Spektakulär präsentiert sich die Veranstaltungsreihe „Deutschland und China – Gemeinsam in Bewegung“ auf ihrer sechsten und letzten Station, der EXPO 2010 in Shanghai. Das „Deutsch-Chinesische Haus” ist nicht nur das architektonische Highlight des Auftritts, sondern auch ein zukunftsweisendes Beispiel für den Bau mit Naturmaterial. Es ist die einzige selbsttragende, zweigeschossige Konstruktion aus Bambus auf der Weltausstellung. Das Gebäude ist eine künstlerische Auseinandersetzung mit nachhaltiger Urbanisierung, dem Schwerpunktthema der von 2007 bis 2010 dauernden Veranstaltungsreihe.
Tradition und Hightech
Das Konzept des „Deutsch-Chinesischen Hauses“ stammt vom Designer und Installationskünstler Markus Heinsdorff.

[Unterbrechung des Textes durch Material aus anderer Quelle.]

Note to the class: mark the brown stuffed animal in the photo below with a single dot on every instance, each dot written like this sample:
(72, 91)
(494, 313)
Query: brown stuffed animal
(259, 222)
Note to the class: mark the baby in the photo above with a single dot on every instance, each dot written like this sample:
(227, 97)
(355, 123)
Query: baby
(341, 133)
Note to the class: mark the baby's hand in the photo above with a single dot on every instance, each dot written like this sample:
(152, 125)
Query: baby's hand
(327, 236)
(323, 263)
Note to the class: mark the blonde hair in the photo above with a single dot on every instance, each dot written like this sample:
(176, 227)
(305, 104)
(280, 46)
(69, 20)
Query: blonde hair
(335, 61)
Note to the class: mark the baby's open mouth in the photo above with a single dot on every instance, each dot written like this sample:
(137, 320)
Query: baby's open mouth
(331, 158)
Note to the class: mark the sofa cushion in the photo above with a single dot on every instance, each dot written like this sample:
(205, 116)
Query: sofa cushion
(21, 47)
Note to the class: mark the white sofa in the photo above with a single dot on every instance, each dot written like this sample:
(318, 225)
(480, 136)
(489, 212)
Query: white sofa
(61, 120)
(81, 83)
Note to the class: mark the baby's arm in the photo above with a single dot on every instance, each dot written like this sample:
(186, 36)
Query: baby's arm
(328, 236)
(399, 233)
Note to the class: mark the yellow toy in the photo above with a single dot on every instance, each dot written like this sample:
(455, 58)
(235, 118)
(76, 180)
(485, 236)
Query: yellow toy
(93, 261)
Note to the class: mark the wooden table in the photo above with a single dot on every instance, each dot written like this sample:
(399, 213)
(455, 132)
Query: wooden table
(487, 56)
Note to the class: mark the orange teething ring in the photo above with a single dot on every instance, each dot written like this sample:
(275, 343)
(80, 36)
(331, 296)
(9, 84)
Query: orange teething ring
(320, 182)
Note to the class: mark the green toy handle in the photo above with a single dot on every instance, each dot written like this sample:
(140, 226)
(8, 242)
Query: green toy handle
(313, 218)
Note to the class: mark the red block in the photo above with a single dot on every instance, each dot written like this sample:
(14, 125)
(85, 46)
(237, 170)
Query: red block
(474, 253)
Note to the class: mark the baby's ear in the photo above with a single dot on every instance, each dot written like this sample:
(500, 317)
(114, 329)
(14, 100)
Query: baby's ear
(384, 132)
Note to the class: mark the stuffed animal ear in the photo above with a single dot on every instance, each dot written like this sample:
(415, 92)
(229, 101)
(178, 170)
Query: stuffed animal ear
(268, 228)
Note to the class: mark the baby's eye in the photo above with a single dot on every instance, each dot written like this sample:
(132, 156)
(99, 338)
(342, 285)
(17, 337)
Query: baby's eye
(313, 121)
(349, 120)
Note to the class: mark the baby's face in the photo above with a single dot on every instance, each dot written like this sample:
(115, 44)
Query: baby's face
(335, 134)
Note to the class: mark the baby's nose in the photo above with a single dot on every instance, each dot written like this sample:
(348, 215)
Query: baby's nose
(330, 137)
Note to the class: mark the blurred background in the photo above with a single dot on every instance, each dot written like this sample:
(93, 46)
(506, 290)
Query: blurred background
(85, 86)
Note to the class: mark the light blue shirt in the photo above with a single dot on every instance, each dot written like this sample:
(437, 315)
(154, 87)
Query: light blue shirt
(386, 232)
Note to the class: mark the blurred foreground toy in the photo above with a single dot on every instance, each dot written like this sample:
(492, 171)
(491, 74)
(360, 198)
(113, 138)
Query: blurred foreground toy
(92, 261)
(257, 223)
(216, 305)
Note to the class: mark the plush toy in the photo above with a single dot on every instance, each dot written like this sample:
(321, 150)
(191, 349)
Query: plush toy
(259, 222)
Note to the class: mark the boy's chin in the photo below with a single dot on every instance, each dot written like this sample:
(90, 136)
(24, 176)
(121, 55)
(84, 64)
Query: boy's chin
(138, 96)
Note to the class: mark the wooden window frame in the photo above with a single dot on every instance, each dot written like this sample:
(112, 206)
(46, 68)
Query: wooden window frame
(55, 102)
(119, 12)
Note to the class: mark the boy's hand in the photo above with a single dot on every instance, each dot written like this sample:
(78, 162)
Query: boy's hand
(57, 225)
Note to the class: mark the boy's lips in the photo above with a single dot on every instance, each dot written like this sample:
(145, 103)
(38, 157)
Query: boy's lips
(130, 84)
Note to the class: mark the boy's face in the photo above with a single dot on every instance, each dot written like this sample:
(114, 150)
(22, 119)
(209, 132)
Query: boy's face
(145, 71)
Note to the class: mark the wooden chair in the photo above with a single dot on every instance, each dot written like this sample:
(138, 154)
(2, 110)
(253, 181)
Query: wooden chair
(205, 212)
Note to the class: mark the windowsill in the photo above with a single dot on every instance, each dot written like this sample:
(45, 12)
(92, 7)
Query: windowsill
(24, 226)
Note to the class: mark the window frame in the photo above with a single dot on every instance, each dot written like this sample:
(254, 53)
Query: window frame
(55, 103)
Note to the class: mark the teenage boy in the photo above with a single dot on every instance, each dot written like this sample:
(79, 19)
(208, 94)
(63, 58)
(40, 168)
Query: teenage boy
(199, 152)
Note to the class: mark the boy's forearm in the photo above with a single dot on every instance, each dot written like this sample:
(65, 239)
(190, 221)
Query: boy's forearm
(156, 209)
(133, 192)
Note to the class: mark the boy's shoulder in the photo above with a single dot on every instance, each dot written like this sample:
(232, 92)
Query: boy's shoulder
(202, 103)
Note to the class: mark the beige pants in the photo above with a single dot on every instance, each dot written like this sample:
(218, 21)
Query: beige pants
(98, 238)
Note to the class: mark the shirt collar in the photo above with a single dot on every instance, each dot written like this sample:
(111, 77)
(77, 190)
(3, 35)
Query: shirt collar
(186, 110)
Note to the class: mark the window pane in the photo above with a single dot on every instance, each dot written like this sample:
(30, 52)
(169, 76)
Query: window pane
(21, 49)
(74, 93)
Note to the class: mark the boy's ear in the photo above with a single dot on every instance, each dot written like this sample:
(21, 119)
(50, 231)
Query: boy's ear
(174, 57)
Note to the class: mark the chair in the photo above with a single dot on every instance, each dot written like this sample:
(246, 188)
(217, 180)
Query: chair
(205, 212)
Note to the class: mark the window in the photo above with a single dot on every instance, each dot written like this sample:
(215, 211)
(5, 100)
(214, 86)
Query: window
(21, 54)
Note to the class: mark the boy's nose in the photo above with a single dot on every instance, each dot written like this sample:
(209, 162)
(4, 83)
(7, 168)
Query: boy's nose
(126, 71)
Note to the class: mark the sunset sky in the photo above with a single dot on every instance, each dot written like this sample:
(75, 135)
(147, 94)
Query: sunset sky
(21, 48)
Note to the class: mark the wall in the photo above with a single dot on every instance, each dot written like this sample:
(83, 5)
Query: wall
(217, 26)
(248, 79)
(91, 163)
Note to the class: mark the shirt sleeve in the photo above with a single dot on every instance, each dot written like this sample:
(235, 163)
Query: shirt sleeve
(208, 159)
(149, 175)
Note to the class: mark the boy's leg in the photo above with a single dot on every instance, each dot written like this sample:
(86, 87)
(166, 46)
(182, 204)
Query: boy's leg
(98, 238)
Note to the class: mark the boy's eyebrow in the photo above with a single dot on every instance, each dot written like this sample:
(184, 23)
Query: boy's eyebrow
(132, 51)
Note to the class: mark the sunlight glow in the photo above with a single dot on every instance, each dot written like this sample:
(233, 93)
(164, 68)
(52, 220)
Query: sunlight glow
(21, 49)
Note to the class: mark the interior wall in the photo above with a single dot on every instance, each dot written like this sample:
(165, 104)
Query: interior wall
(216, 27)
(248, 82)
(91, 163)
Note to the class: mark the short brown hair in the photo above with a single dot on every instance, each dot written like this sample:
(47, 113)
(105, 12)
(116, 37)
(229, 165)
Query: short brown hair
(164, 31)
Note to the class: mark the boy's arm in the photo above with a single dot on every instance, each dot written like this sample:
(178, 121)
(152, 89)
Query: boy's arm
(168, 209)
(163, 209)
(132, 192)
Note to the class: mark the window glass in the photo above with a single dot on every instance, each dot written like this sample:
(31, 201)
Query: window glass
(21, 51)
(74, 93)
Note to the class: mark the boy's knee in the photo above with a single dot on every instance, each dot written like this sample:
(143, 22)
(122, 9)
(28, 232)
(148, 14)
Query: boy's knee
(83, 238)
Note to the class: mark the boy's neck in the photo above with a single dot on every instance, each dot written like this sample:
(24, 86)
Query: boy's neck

Bereits für die vorherigen Stationen von „Deutschland und China – Gemeinsam in Bewegung“ hatte er rund 20 filigrane Pavillons aus Bambus konstruiert und den in China traditionsreichen Baustoff so zu einem Markenzeichen der Veranstaltungsreihe gemacht. Heinsdorffs Bauten sind moderne multifunktionale Räume und Kunstobjekte in einem. Sie schaffen eine Symbiose von Natur und High-Tech-Materialien. Bambus ist ein besonders umweltfreundlicher und ressourcenschonender Baustoff. Das Gras wächst bis zu 30 cm täglich – schneller als jede andere Pflanze. Wer mit Bambus arbeitet, muss dafür keinen einzigen Baum fällen. Kaum ein anderes natürliches Material ist so elastisch und zugleich hart und fest. Und nicht zuletzt besitzt Bambus einen einzigartigen Charme.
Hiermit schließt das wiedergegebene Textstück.